The Woman, Life, Freedom demonstrations that followed Amini’s death the year before had not only raised awareness amongst Danes, but galvanised the Iranian community and forged connections between Danes and Iranians in Copenhagen.

“I’ve met a lot of Iranians who said they hadn’t met other Iranians in Denmark until Woman, Life Freedom. Because of that movement, they gathered together and got to know each other. We also get a lot of support from the Danish community. All of that has given us momentum,” says Kurrani.

A Woman, Life, Freedom march in Copenhagen, October 2022. Photo: Lena Hunter

“Iranians get the job done”
And the 7th Wave collection exerted its own snowball-effect of unification amongst Persians in Copenhagen. 

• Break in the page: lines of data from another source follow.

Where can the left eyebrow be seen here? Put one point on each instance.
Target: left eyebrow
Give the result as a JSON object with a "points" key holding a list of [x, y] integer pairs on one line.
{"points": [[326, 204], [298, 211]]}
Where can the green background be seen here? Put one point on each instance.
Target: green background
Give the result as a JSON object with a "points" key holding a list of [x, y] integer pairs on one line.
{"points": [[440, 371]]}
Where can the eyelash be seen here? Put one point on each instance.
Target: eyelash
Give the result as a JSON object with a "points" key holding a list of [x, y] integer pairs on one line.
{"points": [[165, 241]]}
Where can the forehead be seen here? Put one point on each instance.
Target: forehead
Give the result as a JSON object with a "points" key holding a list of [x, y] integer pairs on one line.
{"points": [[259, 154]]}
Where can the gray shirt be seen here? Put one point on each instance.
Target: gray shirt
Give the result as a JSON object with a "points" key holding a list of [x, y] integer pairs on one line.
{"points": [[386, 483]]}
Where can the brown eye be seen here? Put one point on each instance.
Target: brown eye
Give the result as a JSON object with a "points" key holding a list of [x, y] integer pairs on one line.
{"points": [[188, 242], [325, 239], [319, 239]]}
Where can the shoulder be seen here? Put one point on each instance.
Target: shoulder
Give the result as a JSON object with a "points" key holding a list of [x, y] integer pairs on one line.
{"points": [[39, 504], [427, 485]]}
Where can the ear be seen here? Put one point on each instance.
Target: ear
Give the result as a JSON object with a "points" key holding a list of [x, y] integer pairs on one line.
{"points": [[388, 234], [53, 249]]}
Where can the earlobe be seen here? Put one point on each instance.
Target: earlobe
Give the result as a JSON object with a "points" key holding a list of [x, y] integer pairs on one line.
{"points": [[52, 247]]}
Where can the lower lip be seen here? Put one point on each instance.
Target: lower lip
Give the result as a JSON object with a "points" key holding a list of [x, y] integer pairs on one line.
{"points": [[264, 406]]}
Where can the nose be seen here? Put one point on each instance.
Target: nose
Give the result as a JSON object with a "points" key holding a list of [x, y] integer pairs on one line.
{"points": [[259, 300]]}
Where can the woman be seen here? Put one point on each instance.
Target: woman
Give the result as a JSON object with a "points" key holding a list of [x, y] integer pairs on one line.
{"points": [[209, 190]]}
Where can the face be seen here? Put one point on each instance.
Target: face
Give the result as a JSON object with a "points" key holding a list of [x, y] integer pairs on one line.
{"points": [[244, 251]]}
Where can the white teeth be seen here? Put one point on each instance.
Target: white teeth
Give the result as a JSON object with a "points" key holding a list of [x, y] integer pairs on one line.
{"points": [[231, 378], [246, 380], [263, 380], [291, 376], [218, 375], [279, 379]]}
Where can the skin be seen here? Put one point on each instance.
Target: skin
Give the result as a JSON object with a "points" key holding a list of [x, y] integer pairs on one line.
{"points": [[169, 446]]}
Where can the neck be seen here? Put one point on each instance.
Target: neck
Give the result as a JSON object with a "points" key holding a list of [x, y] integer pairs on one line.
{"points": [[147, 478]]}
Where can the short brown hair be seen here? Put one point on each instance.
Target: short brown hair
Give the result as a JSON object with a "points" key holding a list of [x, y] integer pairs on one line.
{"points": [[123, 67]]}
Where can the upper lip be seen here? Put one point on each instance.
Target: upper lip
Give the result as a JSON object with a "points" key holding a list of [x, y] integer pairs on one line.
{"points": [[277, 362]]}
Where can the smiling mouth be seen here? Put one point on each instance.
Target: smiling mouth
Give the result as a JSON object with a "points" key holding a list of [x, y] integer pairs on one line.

To start with, everyone on the production team was Iranian. “It made sense to pick Iranians – they get the job done,” Kurrani says, grinning.

But they did more than just get the job done; they drew the attention of the Danish media DR, who included Kurrani and 7th Wave in the documentary Iran i Hjertet (Iran in my Heart), released in September 2023 to mark the anniversary of Amini’s death.

The film – which platforms four young Iranian creatives in Copenhagen active in the women’s freedom movement – became a crucial channel for Woman, Life, Freedom to reach a mainstream Danish audience, and turned Kurrani into a beacon of activism in Copenhagen’s fashion scene.

A new flavour of design in Denmark
It would be wide of the mark to describe KARO KURRANI as an Iranian brand, however. 

The label is deeply influenced by Kurrani’s arts schooling at VIA Designskole in Herning, as well as his studies in computer technology and pilot training in Roskilde. Meanwhile, it draws liberally on references from philosophy, the global digital age, and Danish social conditions.

From the lookbook: KARO KURRANI takes inspiration from Scandinavian design

In 2018, he was one of 25 chosen for the DESIGNER’S NEST Award, which recognises emerging Scandinavian design talent, and Kurrani calls the various cultures and countries he reflects in his work ‘influences for life’.

“I’m based in Copenhagen and I like Scandinavian design. It’s minimal, simple, functional and useful. I just thought ‘I’ll put a little curry into it.’”

While it’s still early-stage, his next capsule will explore the idea of integration and immigration – a subject that attracts lively debate in Denmark. Perhaps Kurrani’s will be the first fashion-based commentary on the matter.

“I’m going to get a birds eye view of the topic to get perspective on it. I’m not holding myself to any particular side of the argument,” he says.

“I’m open to whatever I observe. I always think about people and I always stay true to my values of empathy and courage. That’s the most important thing for me.”